The Meissner corpuscle, a mechanosensory end organ, was discovered more than 165 years ago and has since been found in the glabrous skin of all mammals, including that on human fingertips. Although prominently featured in textbooks, the function of the Meissner corpuscle is unknown. Neubarth et al. generated adult mice without Meissner corpuscles and used them to show that these corpuscles alone mediate behavioral responses to, and perception of, gentle forces (see the Perspective by Marshall and Patapoutian). Each Meissner corpuscle is innervated by two molecularly distinct, yet physiologically similar, mechanosensory neurons. These two neuronal subtypes are developmentally interdependent and their endings are intertwined within the corpuscle.

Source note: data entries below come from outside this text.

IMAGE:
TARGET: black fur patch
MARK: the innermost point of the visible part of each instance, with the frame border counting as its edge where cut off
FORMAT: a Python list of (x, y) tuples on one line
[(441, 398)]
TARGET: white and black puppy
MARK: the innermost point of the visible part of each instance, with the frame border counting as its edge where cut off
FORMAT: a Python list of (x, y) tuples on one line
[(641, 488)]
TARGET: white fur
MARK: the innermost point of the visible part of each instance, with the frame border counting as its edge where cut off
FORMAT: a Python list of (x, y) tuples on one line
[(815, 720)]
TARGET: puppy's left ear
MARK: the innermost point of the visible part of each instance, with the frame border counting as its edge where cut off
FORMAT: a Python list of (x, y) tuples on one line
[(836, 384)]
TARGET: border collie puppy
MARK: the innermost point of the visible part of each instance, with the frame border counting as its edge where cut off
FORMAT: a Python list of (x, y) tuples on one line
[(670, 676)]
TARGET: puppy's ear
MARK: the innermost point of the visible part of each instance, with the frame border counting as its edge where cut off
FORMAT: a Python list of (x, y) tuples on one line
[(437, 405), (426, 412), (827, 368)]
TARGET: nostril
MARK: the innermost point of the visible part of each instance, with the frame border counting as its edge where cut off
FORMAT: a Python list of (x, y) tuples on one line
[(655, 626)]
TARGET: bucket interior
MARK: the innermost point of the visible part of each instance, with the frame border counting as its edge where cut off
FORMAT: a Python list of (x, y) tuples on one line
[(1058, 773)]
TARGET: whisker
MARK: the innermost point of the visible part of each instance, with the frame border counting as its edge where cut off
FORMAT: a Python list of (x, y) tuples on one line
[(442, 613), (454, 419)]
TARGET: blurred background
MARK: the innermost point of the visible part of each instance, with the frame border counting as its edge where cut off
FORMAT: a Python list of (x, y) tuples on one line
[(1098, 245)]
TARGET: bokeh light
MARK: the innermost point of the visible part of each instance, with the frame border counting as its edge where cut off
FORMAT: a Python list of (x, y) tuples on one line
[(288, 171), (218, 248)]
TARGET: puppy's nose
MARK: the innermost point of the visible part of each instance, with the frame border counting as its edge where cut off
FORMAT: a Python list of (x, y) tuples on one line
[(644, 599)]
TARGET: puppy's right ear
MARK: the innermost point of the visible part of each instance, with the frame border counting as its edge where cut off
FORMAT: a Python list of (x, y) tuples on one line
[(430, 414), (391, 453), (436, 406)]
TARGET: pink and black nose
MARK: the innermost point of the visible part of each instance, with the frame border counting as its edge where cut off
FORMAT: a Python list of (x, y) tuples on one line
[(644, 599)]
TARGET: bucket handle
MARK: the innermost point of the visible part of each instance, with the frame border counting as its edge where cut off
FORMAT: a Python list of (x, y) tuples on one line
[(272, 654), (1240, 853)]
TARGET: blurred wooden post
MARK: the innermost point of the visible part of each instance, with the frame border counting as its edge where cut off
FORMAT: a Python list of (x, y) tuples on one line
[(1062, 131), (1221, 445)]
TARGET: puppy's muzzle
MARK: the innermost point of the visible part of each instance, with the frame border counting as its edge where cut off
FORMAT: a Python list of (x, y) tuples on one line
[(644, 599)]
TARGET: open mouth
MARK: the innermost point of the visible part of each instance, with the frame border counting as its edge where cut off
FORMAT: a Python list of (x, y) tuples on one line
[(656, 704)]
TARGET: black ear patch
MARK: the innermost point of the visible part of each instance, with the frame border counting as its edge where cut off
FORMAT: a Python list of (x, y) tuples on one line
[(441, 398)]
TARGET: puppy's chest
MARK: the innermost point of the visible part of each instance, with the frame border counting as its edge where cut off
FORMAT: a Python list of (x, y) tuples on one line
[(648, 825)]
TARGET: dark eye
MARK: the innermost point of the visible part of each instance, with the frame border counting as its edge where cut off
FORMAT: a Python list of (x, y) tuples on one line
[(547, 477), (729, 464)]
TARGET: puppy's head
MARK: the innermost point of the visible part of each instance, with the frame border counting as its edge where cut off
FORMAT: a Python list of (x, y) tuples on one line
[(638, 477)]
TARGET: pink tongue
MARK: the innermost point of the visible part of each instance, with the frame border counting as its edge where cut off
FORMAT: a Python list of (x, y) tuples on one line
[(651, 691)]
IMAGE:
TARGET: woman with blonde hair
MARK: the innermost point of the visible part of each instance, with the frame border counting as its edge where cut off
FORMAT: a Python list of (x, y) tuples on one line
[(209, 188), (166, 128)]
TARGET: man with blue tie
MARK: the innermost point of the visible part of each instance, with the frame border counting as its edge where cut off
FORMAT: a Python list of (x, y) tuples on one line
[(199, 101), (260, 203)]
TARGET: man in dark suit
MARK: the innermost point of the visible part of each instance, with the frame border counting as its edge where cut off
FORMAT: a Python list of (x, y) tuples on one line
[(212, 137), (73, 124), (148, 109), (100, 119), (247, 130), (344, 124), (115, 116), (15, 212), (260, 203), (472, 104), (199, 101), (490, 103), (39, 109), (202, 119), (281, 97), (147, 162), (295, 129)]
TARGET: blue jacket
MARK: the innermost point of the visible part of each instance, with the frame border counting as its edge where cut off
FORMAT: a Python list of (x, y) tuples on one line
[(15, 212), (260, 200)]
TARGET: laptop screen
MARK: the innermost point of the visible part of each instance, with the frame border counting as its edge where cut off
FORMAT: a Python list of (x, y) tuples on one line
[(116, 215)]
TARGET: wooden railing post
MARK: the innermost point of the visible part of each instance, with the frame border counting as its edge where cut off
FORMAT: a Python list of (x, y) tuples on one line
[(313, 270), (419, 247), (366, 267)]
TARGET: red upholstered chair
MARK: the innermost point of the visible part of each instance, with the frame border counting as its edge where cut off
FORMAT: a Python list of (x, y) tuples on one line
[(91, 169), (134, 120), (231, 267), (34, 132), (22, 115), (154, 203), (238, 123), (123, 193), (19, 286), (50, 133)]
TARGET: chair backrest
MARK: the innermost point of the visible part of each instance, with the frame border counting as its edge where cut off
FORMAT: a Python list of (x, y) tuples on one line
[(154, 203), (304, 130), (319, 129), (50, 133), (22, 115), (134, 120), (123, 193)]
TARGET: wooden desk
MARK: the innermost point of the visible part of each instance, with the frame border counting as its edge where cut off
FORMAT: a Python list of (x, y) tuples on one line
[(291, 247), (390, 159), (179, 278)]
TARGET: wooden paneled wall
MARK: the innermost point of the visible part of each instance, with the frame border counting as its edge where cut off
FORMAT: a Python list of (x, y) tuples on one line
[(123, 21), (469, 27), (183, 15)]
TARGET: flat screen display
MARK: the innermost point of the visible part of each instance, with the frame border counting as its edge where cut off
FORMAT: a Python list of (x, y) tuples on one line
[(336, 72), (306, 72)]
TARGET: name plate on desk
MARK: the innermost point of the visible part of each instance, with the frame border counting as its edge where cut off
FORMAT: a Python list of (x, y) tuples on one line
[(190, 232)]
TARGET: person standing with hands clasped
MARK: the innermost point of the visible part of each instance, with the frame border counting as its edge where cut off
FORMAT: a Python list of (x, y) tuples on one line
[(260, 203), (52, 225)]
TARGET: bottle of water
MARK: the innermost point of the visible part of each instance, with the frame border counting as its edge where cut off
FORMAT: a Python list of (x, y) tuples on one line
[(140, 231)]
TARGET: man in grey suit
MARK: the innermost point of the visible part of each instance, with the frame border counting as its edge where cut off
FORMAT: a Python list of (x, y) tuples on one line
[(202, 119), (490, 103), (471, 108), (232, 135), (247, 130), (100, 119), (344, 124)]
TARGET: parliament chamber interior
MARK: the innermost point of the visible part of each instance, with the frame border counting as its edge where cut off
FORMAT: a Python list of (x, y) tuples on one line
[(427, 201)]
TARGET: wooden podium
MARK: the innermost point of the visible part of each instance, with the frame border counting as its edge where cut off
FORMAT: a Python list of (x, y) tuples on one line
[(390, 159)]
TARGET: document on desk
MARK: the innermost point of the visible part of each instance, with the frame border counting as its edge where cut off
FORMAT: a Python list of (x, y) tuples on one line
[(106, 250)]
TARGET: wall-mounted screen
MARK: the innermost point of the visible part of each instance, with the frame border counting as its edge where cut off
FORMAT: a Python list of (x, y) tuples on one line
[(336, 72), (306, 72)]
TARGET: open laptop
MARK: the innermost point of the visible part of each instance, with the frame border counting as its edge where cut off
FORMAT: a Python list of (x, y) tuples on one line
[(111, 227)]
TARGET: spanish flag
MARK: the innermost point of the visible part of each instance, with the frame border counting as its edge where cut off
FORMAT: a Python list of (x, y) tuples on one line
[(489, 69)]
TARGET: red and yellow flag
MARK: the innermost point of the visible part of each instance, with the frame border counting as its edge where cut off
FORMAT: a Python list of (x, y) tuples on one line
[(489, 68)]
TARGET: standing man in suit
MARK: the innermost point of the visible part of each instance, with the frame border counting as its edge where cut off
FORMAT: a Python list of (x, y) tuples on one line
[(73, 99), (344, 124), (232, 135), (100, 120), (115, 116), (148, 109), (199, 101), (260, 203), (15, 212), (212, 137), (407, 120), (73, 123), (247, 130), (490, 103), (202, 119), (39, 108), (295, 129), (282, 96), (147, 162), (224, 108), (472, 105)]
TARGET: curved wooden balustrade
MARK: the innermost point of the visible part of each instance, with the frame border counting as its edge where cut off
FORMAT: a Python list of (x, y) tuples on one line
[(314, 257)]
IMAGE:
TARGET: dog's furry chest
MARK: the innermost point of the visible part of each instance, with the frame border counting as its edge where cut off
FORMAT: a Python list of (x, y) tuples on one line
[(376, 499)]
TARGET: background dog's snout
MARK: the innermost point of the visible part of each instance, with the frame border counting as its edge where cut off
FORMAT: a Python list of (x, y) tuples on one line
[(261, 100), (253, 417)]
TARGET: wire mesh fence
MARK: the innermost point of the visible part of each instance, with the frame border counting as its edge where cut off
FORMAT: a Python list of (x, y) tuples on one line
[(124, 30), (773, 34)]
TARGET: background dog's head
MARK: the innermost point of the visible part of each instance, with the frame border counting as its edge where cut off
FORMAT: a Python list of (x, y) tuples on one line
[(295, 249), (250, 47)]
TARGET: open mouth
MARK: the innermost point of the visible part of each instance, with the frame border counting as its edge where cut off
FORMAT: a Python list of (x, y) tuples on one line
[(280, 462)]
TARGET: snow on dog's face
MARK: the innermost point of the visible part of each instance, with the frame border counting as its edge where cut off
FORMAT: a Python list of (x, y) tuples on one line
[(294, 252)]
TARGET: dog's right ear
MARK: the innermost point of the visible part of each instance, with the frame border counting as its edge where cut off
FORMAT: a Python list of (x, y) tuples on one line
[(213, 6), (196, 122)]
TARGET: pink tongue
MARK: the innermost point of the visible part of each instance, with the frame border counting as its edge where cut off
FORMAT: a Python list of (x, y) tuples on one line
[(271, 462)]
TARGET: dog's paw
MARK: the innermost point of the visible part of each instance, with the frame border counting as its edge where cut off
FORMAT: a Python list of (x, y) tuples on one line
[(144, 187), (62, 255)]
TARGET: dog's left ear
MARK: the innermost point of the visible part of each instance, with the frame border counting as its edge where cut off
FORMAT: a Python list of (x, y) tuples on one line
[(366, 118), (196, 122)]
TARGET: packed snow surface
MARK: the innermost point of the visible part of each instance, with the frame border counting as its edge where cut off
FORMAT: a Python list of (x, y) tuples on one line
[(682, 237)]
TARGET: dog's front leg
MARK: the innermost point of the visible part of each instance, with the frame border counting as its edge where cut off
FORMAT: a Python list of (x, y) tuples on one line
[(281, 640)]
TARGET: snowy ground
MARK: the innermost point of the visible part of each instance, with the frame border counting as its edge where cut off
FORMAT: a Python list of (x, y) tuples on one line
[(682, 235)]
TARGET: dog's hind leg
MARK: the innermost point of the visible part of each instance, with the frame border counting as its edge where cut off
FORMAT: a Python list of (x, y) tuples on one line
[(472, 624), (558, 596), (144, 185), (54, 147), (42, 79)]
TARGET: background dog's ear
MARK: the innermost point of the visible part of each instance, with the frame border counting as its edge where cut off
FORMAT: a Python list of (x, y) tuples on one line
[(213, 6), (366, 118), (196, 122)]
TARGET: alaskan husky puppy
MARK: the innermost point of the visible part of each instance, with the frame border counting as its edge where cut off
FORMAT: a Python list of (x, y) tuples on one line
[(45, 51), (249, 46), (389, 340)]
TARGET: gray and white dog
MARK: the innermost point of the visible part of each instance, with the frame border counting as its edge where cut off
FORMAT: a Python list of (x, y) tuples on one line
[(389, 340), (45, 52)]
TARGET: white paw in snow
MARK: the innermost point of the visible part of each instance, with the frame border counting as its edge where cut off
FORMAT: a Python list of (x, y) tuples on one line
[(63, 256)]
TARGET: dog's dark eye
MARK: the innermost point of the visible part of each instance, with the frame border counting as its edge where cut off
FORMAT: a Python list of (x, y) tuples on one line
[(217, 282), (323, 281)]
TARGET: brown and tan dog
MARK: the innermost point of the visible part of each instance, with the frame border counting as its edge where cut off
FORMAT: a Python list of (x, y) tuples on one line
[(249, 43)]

Both Meissner mechanosensory neuron subtypes are homotypically tiled, ensuring uniform and complete coverage of the skin, yet their receptive fields are overlapping and offset with respect to each other. Science, this issue p. eabb2751; see also p. 1311 Light touch perception and fine sensorimotor control arise from spatially overlapping mechanoreceptors of the Meissner corpuscle. Meissner corpuscles are mechanosensory end organs that densely occupy mammalian glabrous skin. We generated mice that selectively lacked Meissner corpuscles and found them to be deficient in both perceiving the gentlest detectable forces acting on glabrous skin and fine sensorimotor control. We found that Meissner corpuscles are innervated by two mechanoreceptor subtypes that exhibit distinct responses to tactile stimuli. The anatomical receptive fields of these two mechanoreceptor subtypes homotypically tile glabrous skin in a manner that is offset with respect to one another. Electron microscopic analysis of the two Meissner afferents within the corpuscle supports a model in which the extent of lamellar cell wrappings of mechanoreceptor endings determines their force sensitivity thresholds and kinetic properties.